I felt my brows snap together and I asked, “Do you have multiple personalities?”
“Not that I know of,” he answered instantly.
“I suggest you get checked out,” I shot back then watched as he threw back his head and laughed.
I took an angry sip of coffee. Even delicious La-La Land coffee, and Chace looking and sounding gorgeous while laughing, didn’t make me any less peeved so I was glaring at him still when he stopped laughing.
I was also ready for him.
“Why are you here, bringing me coffee?”
He answered immediately, “At first it was ’cause I saw you sittin’ here in the cold so I got you a coffee and came to tell you that you didn’t have to sit here in the cold since I set up cameras.”
He lifted his coffee cup but his long, attractive index finger (yes, he even had an attractive index finger) was extended and pointing through my windshield. I followed it and screwed up my eyes to look and, indeed, there they were. In the upper corner of the library, three cameras pointed in different directions aimed around and at the return bin.
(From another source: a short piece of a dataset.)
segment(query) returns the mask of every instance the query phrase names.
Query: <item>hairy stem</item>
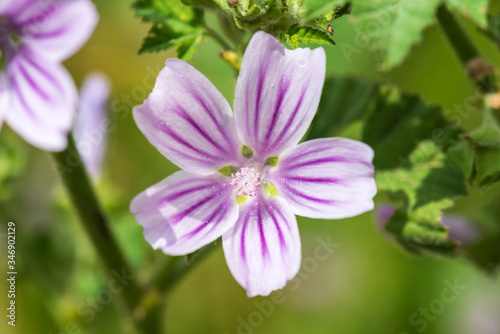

“Feeds go to a tape,” he continued and I looked back at him. “Interns at the Station can scroll through ‘em. They see the kid, they alert me or Frank. We got an image of him, it’s better than the sketch, we might be able to get a hit on missing persons or runaways in a national database. We get a direction coming or going, I can put up more cameras, different places, different angles, find out which direction he heads here from and if he goes back the same way.”
“Oh,” I whispered.
“That was why I’m here bringing you coffee until you told me your life is pretty crazy,” he went on. “Now I’m here to listen to why your life is pretty crazy.”
“It’s nothing,” I blew it off.
“It’s something if Dobie Gray sets you into the dark night putting yourself in danger in order to brood.”